Genetic prediction of immune cells, inflammatory proteins, and metabolite-mediated association between gut microbiota and COPD: a Mendelian randomization study

Observational studies have suggested a potential association between the gut microbiota and chronic obstructive pulmonary disease (COPD); however, the causal relationship between them, as well as the mediating roles of metabolites, inflammatory proteins, and immune cells, remain unclear. This study aims to elucidate the causal relationship between gut microbiota and COPD using genetic approaches and to explore the potential mediating roles of metabolites, inflammatory proteins, and immune cells. To investigate the causal association between gut microbiota and COPD, we first employed univariable Mendelian randomization (UVMR), using the inverse-variance weighted (IVW) method as the primary analytical approach. Robust IVW and penalized IVW methods were further applied to assess the stability of the findings.
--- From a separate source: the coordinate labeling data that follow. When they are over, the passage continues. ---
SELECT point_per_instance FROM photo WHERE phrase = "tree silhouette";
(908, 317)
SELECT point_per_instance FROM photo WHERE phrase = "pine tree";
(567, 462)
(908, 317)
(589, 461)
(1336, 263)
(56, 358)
Subsequently, we performed a two-step multivariable Mendelian randomization (MVMR) analysis to evaluate the mediating effects of 233 metabolites, 91 inflammatory proteins, and 731 circulating immune cell types. Finally, horizontal pleiotropy was corrected using the MR-Egger intercept method, and potential outliers were identified and excluded through MR-PRESSO. The study adhered strictly to the STROBE-MR reporting guidelines. After adjusting for reverse causality, seven gut microbial taxa exhibited a significant causal relationship with COPD. In mediation analyses, CAG-475 was found to influence COPD risk through HLA DR⁺ CD4⁺ T cells (mediation proportion: 0.55%) and IL-10 (15.96%). The Desulfovibrionaceae family primarily mediated COPD risk via lipid metabolism pathways, with free cholesterol in large very-low-density lipoprotein (VLDL) particles accounting for 45.22% of the effect, along with six other lipid-related indicators. Lactobacillus B ruminis exerted its effects through immune markers such as CD19⁺ B cells and CD8dim T cells (mediation proportion: 0.42–0.85%). Conversely, no significant mediation pathways were identified for four microbial taxa, including CAG-485 sp002404675. This study represents the first genetic evidence supporting a causal framework linking gut microbiota to COPD through metabolic, immune, and inflammatory pathways. The findings highlight the critical roles of lipid metabolism dysregulation, immune markers, and inflammatory responses in COPD pathogenesis. However, further research is warranted to explore additional potential mediators and refine the proposed causal network.